Vibrant ruby red. Aromas of intense mixed berry compote, with fragrant spice, and floral notes.
A palate of red and black fruit purity, supported by fine tannins structure, providing a wonderfully textured and long finish.
Produced from grapes grown at Pipers Brook and at Strathlynn
on the west bank of the Tamar River, 70km away. Northeast sites, close
to Bass Strait, are subject to strong maritime influences. Hillside slopes in
the Tamar Valley offer vines some protection from prevailing westerly
winds, promoting warm, settled and relatively dry growing conditions.
Sites around Pipers Brook feature Ferrosol (volcanic) soils, while those in the Tamar Valley are Vertosol (black cracking clay) soils. Both soil types have excellent water-holding capacity, offering a steady supply of moisture and nourishment to the vines throughout the growing season. Pioneering clonal selection and mass selection sites of vines ageing up to 40 years consistently provides concentration and depth of character. Vines are grown on Vertical Shoot Positioned (VSP) trellises, which help to expose bunches to the sun, thus achieving full ripeness with well-balanced flavours and fine, ripe tannins. All fruit is picked and sorted by hand.

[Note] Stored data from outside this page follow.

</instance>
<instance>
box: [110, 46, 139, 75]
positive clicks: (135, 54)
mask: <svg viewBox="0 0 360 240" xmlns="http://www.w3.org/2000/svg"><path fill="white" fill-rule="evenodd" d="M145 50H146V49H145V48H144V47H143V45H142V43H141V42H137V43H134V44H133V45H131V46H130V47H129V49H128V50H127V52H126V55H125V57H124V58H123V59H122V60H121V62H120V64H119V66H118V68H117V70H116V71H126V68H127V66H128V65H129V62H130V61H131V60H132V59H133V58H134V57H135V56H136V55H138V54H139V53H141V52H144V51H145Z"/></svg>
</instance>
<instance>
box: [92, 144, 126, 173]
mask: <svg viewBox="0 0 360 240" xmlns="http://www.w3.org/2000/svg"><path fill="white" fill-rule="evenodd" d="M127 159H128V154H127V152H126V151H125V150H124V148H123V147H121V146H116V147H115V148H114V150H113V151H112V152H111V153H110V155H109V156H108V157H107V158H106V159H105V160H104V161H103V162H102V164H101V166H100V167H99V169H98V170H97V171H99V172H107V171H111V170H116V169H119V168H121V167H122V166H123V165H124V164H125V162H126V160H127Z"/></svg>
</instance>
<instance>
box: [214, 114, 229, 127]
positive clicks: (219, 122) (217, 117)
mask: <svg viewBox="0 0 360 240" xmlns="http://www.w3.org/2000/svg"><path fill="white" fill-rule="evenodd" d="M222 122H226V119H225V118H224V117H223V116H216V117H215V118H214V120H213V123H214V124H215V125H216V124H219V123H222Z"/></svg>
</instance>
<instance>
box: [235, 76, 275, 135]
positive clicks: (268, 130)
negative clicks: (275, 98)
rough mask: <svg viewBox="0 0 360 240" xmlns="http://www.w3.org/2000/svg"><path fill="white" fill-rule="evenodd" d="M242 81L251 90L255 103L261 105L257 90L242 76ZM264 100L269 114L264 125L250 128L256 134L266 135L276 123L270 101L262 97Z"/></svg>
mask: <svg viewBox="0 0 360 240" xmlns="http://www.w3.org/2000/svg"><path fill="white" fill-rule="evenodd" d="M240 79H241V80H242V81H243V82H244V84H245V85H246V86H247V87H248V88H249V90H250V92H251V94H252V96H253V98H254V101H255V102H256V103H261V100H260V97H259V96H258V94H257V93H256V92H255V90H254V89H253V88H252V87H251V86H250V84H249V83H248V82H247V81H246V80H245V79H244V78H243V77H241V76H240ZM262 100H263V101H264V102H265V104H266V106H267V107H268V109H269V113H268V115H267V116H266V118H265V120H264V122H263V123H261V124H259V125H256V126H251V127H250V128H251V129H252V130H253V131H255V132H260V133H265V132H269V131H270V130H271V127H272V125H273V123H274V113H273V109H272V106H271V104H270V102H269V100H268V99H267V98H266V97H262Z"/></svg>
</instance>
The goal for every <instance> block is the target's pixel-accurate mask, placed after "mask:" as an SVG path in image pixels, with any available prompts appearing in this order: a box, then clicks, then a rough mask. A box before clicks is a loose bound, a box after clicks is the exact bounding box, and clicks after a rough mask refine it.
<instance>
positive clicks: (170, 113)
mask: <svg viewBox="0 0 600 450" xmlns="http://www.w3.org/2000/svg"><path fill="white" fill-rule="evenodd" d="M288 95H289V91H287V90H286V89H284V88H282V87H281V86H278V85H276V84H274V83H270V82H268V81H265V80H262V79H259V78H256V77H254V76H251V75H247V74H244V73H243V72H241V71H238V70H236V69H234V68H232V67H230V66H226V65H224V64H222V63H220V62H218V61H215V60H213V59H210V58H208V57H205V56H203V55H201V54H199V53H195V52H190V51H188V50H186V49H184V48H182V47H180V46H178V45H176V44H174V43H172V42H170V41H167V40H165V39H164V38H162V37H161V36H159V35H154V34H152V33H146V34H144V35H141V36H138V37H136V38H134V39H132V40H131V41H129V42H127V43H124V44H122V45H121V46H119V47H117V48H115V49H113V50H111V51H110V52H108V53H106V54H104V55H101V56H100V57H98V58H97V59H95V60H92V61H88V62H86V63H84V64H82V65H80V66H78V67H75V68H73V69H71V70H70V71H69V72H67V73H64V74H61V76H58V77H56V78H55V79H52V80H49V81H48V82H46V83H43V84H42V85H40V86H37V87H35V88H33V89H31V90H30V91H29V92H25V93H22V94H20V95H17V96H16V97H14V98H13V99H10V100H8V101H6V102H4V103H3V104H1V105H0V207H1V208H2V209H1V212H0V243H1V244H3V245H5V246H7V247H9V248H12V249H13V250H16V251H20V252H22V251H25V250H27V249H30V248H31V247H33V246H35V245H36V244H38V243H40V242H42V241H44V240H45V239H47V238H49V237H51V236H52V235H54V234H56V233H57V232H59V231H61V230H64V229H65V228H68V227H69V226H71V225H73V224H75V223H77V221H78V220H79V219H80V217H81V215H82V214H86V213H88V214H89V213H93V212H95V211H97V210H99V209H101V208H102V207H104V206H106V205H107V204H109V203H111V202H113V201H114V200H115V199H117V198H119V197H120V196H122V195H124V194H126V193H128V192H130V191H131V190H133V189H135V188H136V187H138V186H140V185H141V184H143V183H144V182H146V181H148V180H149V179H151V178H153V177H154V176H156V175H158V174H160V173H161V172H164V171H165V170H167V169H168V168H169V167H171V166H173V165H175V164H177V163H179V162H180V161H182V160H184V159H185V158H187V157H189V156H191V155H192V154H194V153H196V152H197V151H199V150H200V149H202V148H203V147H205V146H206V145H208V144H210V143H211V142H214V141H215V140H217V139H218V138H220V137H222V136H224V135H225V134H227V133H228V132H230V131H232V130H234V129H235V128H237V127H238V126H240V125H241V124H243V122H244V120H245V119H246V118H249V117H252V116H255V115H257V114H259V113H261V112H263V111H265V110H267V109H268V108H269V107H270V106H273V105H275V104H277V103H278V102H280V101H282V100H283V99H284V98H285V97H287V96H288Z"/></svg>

Naturally chilled grapes were hand-picked in the cool of the morning and delivered straight to the winery where they could be placed in cool room to maintain cool temperature. The bunches were then gently destemmed, keeping the whole berries intact, into small open fermenters along with a 5% whole bunch inclusion.
The must was left to cold soak for several days prior to fermentation. To enhance complexity wild yeast were left to initiate fermentation prior to inoculation with cultured yeast once a cap had developed. A combination of hand plunging and pump overs were employed over fermentation to carefully manage tannin extraction from grape skins and allow for aeration as desired.
Ferments were gently pressed in a combination of basket press and small bladder press to ensure minimal maceration of the skins and seeds. The wine was then racked off solids to a mixture of French oak puncheons and barriques (25% New) where the wines went through malolactic fermentation and maturation in oak for 9 months prior to bottling.
A warm and dry vintage, with cold nights and bright sunny days; providing perfect growing conditions for Pinot Noir. Great tannin ripeness coupled with fruit intensity mark the 2019 vintage.